The committee plans to vote Wednesday to subpoena the couple to testify.
In a letter Tuesday, the Salahis' lawyer, Stephen Best, gave examples of what he said were the committee's premature conclusions.
Best cited District of Columbia Delegate Eleanor Holmes Norton's characterization of the Salahis on Nov. 30 as "practiced con artists."
Best also said that Chairman Bennie Thompson's chief oversight counsel told the Salahis' lawyers that if the couple did not testify at a Dec. 3 hearing, they would be viewed as modern-day versions of "Bonnie and Clyde."
"It is circumstances such as these for which the Fifth Amendment of the United States Constitution was designed to provide safe harbor," Best wrote.
The Secret Service is currently conducting a criminal investigation into the security breach; charges have yet to be referred for prosecution.

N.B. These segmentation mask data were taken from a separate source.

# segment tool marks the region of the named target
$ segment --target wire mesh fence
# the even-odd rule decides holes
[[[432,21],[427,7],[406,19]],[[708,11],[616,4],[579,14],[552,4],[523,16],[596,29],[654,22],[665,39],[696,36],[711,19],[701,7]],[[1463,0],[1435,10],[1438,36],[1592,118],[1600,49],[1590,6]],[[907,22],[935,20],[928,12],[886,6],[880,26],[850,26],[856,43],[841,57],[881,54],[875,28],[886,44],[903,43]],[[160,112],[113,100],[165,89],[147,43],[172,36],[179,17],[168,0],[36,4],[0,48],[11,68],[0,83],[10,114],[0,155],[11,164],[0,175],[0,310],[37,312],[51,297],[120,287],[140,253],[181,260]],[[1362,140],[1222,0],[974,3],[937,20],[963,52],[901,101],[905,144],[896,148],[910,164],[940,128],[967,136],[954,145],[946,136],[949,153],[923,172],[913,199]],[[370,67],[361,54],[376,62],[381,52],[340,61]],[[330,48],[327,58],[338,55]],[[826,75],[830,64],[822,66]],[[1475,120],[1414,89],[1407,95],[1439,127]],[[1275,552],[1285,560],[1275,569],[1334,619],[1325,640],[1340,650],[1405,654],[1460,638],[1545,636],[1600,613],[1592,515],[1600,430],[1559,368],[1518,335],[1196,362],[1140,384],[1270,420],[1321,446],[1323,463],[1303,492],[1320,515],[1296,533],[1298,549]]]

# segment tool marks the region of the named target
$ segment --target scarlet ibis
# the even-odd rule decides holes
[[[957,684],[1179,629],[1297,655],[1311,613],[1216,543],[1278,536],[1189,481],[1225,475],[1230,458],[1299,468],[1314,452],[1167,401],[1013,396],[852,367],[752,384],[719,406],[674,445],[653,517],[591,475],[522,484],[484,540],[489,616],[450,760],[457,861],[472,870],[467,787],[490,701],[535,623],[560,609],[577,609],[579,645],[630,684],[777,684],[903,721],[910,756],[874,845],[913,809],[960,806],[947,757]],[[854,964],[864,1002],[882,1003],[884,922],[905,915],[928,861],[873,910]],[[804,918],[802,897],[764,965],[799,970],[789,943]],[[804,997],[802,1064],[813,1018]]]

In identical declarations dated Dec. 7, the Salahis said:
"I am aware of statements made by certain members on the Committee on Homeland Security in which premature conclusions concerning my criminal liability have been made. ... The current circumstances warrant invocation of my Fifth Amendment privilege against self-incrimination."
Three Secret Service officers have been put on administrative leave after the security breach. President Barack Obama acknowledged that the system did not work as it should have, but he said the episode hasn't shaken his confidence in his protectors.
Secret Service Director Mark Sullivan has said that the security breach is his agency's fault but that the president was never at risk.